22 Eylül 2012 Cumartesi

My Thoughts About Queerness and My New Experiences with the Eastern Orthodox Church


My child and I are both queer. My child also identifies as bigender. She considered joining the Roman Catholic church but then learned of the Eastern Orthodox and instantly felt hopelessly attracted to it. I few months ago I allowed her to start attending a local Russian Orthodox church. I went with her, because I didn't want her to choose some faith tradition that condemned or rejected her. It feels as if this was just what she and I needed.

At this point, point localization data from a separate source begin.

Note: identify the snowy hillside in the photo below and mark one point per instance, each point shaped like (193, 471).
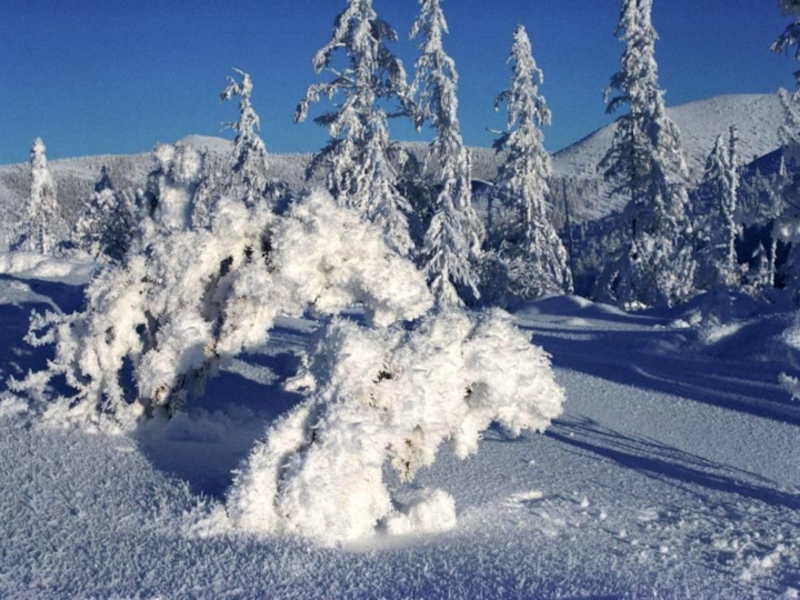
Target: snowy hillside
(610, 503)
(757, 116)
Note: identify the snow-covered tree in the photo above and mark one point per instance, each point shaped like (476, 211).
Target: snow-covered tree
(650, 259)
(357, 159)
(191, 298)
(250, 164)
(454, 234)
(378, 398)
(787, 226)
(531, 252)
(170, 196)
(106, 224)
(42, 228)
(717, 228)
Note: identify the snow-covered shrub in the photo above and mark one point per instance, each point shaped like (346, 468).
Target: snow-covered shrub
(378, 397)
(193, 298)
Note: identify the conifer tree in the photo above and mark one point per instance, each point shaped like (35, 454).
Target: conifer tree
(650, 261)
(106, 224)
(718, 264)
(43, 225)
(787, 226)
(453, 239)
(356, 160)
(534, 255)
(250, 163)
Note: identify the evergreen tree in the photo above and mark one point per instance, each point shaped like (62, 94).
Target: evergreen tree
(37, 228)
(535, 258)
(649, 261)
(787, 226)
(357, 159)
(250, 165)
(453, 239)
(106, 225)
(718, 230)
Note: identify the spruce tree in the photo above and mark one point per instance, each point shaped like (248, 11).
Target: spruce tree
(106, 225)
(787, 226)
(452, 242)
(718, 230)
(43, 227)
(650, 261)
(356, 160)
(250, 165)
(533, 254)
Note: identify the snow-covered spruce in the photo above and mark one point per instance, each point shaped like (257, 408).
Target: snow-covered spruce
(106, 224)
(193, 298)
(529, 252)
(43, 227)
(248, 173)
(357, 159)
(395, 395)
(716, 225)
(649, 259)
(452, 242)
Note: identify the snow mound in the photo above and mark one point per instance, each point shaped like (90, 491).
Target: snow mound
(376, 397)
(194, 299)
(31, 265)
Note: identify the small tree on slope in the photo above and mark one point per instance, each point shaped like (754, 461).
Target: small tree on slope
(453, 239)
(787, 226)
(532, 253)
(249, 158)
(356, 160)
(106, 225)
(43, 227)
(650, 261)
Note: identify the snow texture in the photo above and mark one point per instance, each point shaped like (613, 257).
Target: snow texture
(389, 396)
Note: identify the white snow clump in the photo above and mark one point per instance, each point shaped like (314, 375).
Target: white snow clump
(389, 396)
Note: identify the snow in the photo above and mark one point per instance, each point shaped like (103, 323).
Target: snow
(671, 473)
(757, 117)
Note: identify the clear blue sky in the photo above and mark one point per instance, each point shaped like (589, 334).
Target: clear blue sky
(103, 76)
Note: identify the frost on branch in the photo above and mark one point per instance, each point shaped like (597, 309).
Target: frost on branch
(378, 397)
(194, 298)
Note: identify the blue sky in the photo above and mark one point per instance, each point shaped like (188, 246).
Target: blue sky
(100, 76)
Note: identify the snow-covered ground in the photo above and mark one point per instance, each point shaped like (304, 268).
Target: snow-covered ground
(674, 472)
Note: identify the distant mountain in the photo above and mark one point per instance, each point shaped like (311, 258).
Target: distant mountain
(758, 117)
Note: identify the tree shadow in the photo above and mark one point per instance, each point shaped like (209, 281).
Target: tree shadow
(667, 463)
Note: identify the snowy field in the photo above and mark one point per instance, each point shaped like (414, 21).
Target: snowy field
(673, 473)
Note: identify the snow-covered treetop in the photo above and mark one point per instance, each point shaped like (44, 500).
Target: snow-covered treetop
(526, 107)
(356, 160)
(38, 159)
(373, 69)
(436, 77)
(250, 162)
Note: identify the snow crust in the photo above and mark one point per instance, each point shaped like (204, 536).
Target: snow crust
(389, 396)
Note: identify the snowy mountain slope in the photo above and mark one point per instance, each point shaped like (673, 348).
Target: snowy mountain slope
(757, 116)
(673, 473)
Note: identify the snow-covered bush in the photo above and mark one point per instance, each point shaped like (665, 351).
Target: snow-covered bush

Recently, we both became catechumens. All of this has occurred without a single question being asked about her/our sexual orientation. I know that no congregation of people should be assumed to be perfect. However, I have had a wonderful experience so far. The congregation is small (not even 50 regular attendees). It has many of those kinds of "little old ladies" who are often prejudged to be intolerant and suspicious. Even they welcomed us--two African Americans with afros and no clue about what goes on in an Orthodox church--with open arms. They treat my child like a cherished grandchild and, during coffee hour, they constantly seek to fatten up her barely 100 lb frame.

It has all had the effect of making me simply enthralled with the church. The love of God that I have felt since my introduction to the Orthodox church makes me sure that the holy Trinity does not see my queerness as grounds for rejection. I have the hope to experience even greater communion with God, now that I know--KNOW--that the only thing that can separate me from the love of God is if I refuse to accept it.

I had no idea what I'd find when I googled "Queer and Eastern Orthodox", but this was the first link that appeared. I'm so very glad that someone wrote this and I truly appreciate all of the references that I can now check out when I'm ready to delve into this subject more diligently. Glory to God!